Separation Agreement and General Release

Exhibit 10.4

SEPARATION AGREEMENT AND GENERAL RELEASE

 This is a Separation Agreement and General Release (referred to as "Agreement") entered into this ____ day of ____________, 2005, by and between J. Patrick Mulcahy (referred to as "MR. MULCAHY") and Energizer Holdings, Inc. (referred to as "ENERGIZER" and as defined at Paragraph 12).
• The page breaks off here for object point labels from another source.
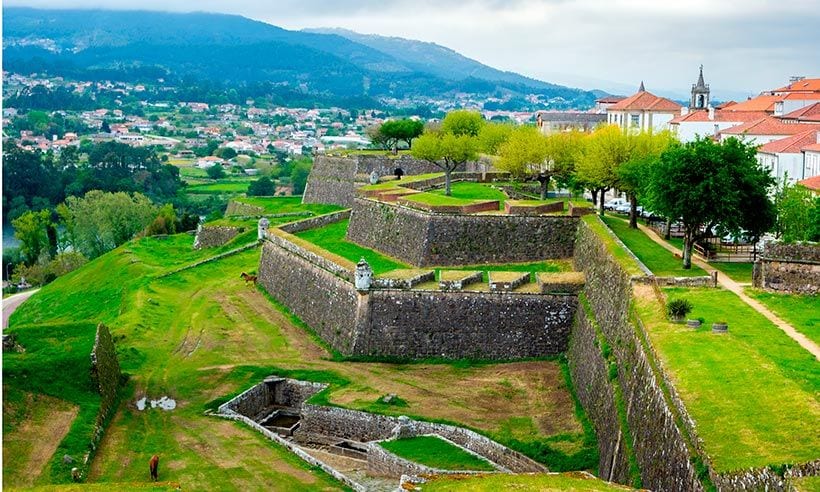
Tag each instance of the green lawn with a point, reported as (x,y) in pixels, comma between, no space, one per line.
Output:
(287,204)
(800,311)
(536,482)
(63,346)
(660,261)
(739,272)
(202,334)
(437,453)
(219,187)
(621,255)
(332,238)
(753,392)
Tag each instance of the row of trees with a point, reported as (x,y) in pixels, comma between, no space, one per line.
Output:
(705,185)
(35,180)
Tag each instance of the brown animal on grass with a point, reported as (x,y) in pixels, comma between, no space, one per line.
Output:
(154,466)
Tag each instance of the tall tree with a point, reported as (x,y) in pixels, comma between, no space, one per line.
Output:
(704,184)
(446,151)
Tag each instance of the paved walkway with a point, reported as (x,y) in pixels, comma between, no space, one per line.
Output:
(737,288)
(11,303)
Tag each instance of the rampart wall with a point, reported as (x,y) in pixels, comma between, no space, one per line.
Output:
(636,424)
(412,323)
(791,268)
(427,239)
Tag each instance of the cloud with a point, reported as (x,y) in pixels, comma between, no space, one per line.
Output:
(745,45)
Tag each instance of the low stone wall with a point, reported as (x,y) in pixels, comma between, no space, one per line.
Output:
(453,325)
(285,392)
(326,302)
(658,445)
(381,462)
(425,239)
(793,268)
(362,426)
(411,323)
(243,209)
(214,236)
(315,222)
(331,181)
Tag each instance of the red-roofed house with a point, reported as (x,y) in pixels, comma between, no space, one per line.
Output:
(765,130)
(811,158)
(807,114)
(812,183)
(707,123)
(643,111)
(785,157)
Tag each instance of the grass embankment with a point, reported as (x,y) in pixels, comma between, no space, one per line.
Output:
(435,452)
(286,204)
(191,335)
(800,311)
(659,260)
(332,238)
(752,392)
(56,363)
(739,272)
(533,482)
(618,252)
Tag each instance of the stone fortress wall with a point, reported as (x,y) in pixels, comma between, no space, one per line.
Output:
(333,179)
(791,268)
(425,239)
(412,323)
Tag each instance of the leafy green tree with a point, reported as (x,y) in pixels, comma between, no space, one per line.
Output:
(795,207)
(299,175)
(395,131)
(462,122)
(102,221)
(31,229)
(215,172)
(262,187)
(446,151)
(704,184)
(645,149)
(493,135)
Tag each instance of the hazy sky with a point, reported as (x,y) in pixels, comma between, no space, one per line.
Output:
(746,46)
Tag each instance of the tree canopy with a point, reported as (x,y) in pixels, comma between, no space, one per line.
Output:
(705,184)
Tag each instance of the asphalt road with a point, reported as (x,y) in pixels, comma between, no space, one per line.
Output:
(11,303)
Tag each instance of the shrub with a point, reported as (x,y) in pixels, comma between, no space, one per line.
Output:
(677,309)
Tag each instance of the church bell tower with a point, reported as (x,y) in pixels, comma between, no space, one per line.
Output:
(700,94)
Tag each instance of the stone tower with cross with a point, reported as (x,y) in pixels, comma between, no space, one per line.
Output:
(700,93)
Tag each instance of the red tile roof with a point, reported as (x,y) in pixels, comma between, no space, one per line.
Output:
(759,103)
(812,183)
(646,101)
(790,145)
(768,126)
(810,85)
(721,116)
(806,113)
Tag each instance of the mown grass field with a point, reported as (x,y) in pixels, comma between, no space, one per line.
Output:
(436,453)
(202,334)
(332,238)
(287,204)
(660,261)
(753,392)
(534,482)
(739,272)
(800,311)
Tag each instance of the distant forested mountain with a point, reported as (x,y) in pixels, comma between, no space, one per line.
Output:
(235,51)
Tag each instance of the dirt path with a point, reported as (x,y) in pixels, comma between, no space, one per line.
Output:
(737,288)
(11,303)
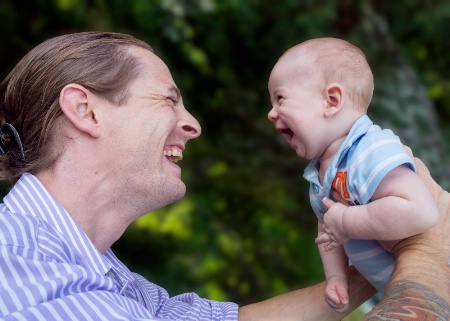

 WHEREAS, MR. MULCAHY is an employee of ENERGIZER in a key leadership and strategic position; and

 WHEREAS, MR. MULCAHY has indicated his interest in retiring; and

 WHEREAS, MR. MULCAHY and ENERGIZER are amicably concluding their employment relationship and wish to enter into this Agreement; and

 WHEREAS, ENERGIZER’s Board of Directors has approved the terms of the Agreement.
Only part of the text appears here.